China has public toilets! Public toilets are not a given in many parts of the world, so this is a very welcome situation, especially for women. However, the quality of public toilets does vary hugely, and you can run into troublesome lack of door situations….

While in China I took a day trip to a small but fascinating village just outside of Lijiang, in the Yunnan province. Prayer flags fluttered between buildings and the local Buddhist monasteries were surrounded with prayer wheels, filling the village with good karma as they spun. After a day of exploring, I was on the look out for a toilet. I’d had street food for lunch, chunks of tofu fried up in unfamiliar spices, eaten out of greasy paper while wondering the streets. This was such a spicy and delicious lunch that it was difficult to identify the main ingredient as tofu, which should be the aim of all tofu-based cooking.

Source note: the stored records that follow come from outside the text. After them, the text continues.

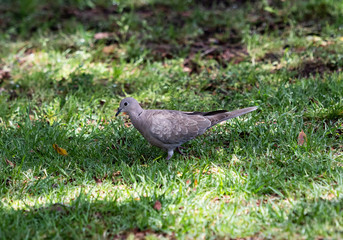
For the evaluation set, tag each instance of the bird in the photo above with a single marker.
(169, 129)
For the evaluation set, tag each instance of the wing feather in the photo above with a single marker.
(172, 127)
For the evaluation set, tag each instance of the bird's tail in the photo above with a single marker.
(220, 116)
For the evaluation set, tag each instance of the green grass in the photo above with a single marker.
(248, 178)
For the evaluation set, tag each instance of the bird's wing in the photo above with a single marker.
(173, 127)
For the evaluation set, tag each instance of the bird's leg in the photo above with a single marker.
(170, 153)
(179, 151)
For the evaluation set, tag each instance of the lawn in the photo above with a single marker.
(276, 173)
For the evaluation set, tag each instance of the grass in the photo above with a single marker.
(249, 178)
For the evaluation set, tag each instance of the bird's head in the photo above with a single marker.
(129, 105)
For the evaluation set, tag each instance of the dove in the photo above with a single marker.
(169, 129)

The downside of eating street food? No restaurant means no toilet access. So when I came across a small building with a separate entrance for men and women, I didn’t hesitate to check it out. It was busy inside, a crowd of women standing around waiting to use the facilities. I joined the crowd inside and was immediately met with an alarming sight. 4 long troughs had been carved into the floor, narrow grooves with a walkway through the middle. The troughs had a slight gradient to them, and each one was filled with a stream of urine running down towards the far wall, where it was funnelled out of sight. It looked like about 20 people could do their business at once, with no barriers of any kind between each person. A woman pushed past me to an available space on one of the troughs. Facing the back of the women in front of her, she positioned herself with one foot on either side of the trough, pulled up her skirt and started peeing into the stream. Another woman squatted down behind her, leaving a metre or so of space between them. No one was acting like anything out of the ordinary was happening; they were just getting on with it. 

“Just think of it like a urinal,” I told myself.

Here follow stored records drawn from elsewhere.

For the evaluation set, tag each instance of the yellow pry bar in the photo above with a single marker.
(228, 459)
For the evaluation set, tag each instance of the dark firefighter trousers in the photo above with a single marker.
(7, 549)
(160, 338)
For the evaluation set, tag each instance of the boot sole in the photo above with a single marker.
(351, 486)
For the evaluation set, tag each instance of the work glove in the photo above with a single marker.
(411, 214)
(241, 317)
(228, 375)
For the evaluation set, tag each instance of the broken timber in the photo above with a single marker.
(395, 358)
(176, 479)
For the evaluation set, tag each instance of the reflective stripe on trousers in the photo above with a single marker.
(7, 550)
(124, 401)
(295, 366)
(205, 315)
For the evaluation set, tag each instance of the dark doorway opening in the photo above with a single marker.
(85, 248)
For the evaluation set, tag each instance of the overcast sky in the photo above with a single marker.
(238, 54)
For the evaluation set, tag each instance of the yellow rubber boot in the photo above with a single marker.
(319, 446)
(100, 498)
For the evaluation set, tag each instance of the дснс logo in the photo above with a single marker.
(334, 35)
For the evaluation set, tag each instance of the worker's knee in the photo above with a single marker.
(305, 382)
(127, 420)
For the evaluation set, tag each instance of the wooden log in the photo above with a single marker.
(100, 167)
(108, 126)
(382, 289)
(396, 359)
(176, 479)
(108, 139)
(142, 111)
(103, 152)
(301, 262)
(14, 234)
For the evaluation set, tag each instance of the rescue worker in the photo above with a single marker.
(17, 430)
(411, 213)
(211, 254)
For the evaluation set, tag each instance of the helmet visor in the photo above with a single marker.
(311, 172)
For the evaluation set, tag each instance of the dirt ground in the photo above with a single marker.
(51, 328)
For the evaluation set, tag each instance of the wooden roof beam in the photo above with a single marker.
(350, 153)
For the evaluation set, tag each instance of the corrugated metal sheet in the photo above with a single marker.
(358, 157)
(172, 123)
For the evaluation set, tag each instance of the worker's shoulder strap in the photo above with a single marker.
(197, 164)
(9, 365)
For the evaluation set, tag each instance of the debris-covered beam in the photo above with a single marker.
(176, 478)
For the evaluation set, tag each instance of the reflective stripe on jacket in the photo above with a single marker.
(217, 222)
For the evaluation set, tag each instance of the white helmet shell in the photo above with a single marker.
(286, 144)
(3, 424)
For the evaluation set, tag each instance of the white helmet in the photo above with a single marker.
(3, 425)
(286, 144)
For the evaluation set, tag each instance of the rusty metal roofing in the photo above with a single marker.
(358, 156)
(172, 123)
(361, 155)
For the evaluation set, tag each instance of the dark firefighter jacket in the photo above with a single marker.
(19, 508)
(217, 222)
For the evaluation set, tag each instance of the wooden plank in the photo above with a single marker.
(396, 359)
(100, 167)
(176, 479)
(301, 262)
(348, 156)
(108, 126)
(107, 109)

“A row of urinals like what men use all the time. But with more bums on display.”

Arranging my clothes for maximum privacy, I found a spot in the corner and squatted down to pee, keeping my eyes down in the hopes that if I couldn’t see anyone else, they couldn’t see me. Looking down, I saw small piles of turds along the trough, parting the urine that flowed around them. I quickly looked up again. A child was staring right at me. So was her mum. At least they weren’t pointing and laughing. I stood up and rearranged my clothing as quickly as possible, trying desperately not to show anyone my white bum.

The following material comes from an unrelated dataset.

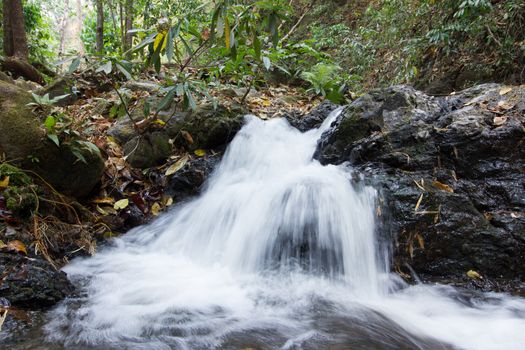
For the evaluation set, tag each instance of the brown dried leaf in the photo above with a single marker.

As I got on the bus back towards Lijiang later that day, I thought about how embarrassment is culturally relative. If all those women use trough toilets every day without acting awkward or self-conscious, then that must mean it’s not actually embarrassing… right? And anyway, how embarrassed can you really be in front of people you’ll never see again? I just hope I’m not remembered as the only tourist crazy enough to use the trough.


Let’s end on a positive note:

China is currently in the process of upgrading its toilets and sit down toilets are becoming more common. In major cities like Beijing and Shanghai you might well not encounter any squat toilets at all, let alone a trough. And if you do encounter squat toilets or a trough… well, consider it a cultural experience.